He and others came together Sunday night as historic rain flooded the low desert to help strangers isolated in their homes, motorists stranded in cars and even a pedestrian immobilized by quicksand-like mud.
Some neighbors came from blocks away. Few were familiar faces. But they knew Avenida La Vista was hit hard, Vasquez said Tuesday as he surveyed streets that now looked like dirt roads.
A weather station in Cathedral Canyon, about 4 miles south of the Panorama neighborhood, recorded 3.61 inches of rain during the storm, more than the 3.23 inches in adjacent Palm Springs, which was enough to set a daily rainfall record.
Although the forecast called for catastrophic wind and rain, Hilary appeared to wreak much less havoc than expected in the Coachella Valley area, southeast of Los Angeles.
No deaths were reported, flooding damaged but did not destroy homes, and those who needed rescuing, including 58 people in Cathedral City, escaped major injuries, according to accounts from first responders across Southern California.

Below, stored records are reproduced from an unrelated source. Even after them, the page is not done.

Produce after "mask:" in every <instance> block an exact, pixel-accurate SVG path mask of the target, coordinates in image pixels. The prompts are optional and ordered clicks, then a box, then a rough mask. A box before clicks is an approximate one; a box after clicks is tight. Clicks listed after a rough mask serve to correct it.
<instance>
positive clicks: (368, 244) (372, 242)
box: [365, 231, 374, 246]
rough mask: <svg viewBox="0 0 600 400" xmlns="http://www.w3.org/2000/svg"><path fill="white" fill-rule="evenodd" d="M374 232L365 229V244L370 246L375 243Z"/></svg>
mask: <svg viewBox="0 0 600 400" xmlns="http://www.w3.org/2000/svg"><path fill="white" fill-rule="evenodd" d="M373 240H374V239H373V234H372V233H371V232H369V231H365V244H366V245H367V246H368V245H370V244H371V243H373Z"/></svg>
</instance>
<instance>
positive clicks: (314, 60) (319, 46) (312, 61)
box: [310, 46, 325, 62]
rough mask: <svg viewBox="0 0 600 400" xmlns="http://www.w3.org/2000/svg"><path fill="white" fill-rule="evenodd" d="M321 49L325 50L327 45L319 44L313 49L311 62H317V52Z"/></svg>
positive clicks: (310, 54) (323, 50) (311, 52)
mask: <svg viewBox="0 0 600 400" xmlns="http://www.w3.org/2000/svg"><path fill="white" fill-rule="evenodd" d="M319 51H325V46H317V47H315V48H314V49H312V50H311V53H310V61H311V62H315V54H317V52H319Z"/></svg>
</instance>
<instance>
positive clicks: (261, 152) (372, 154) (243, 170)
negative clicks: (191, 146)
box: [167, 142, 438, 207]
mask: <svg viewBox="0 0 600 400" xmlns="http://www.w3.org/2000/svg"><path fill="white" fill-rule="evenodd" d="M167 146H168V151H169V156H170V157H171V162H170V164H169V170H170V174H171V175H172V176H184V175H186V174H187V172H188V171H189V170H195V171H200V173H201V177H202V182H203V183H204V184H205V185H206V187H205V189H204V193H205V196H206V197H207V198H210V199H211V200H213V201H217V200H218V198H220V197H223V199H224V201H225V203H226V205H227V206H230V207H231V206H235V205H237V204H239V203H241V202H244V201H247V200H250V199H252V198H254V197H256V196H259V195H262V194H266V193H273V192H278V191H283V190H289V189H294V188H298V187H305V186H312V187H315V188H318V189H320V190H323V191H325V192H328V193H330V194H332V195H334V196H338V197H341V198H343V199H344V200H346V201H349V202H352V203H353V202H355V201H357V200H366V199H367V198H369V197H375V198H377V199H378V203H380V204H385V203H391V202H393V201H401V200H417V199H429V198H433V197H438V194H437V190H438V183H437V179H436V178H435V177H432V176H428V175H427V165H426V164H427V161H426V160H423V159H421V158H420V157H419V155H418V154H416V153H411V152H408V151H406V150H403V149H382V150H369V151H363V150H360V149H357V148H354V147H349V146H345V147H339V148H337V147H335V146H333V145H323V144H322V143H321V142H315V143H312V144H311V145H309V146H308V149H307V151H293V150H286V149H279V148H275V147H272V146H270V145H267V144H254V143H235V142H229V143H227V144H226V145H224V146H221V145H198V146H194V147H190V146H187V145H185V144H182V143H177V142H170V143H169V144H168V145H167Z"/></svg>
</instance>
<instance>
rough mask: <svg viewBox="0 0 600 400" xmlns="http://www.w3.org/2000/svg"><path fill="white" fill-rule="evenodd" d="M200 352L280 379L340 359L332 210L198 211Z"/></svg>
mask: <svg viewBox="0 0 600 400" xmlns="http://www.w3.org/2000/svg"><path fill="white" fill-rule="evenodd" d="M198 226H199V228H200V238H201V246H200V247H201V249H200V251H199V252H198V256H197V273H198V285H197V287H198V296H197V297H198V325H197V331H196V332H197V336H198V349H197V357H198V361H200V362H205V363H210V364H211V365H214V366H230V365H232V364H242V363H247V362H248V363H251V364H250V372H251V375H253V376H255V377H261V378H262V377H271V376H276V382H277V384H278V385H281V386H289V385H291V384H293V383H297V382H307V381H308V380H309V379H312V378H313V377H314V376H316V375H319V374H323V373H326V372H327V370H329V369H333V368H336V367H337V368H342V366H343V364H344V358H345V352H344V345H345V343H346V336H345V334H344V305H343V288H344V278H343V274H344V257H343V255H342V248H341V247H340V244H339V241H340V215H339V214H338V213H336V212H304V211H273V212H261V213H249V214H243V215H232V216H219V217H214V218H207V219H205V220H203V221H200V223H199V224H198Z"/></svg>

A woman was outside Vasquez’s home, standing still in mud 3 feet high for an hour as the storm raged, he said. He helped pull her to safety as others shoveled enough mud from his driveway and front yard that he could get in and out by car or by foot, said Vasquez, an Uber driver.
“Most of this was done by hand,” he said, pointing to his driveway and front yard. “Twelve people we’ve never seen before.”
Some of those stranded in vehicles had been diverted from nearby Interstate 10, washed out and filled with debris, and ended up on Avenida La Vista amid sticky waves of mud, neighbors said.
The street is where seven people were ultimately rescued from stuck vehicles Sunday night, Cathedral City Fire Chief Michael Contreras said Monday.
Around the corner, six residents of a senior care boarding facility unable to walk were rescued with the help of a bulldozer provided by the waste disposal firm Burrtec, the city said in a statement Tuesday.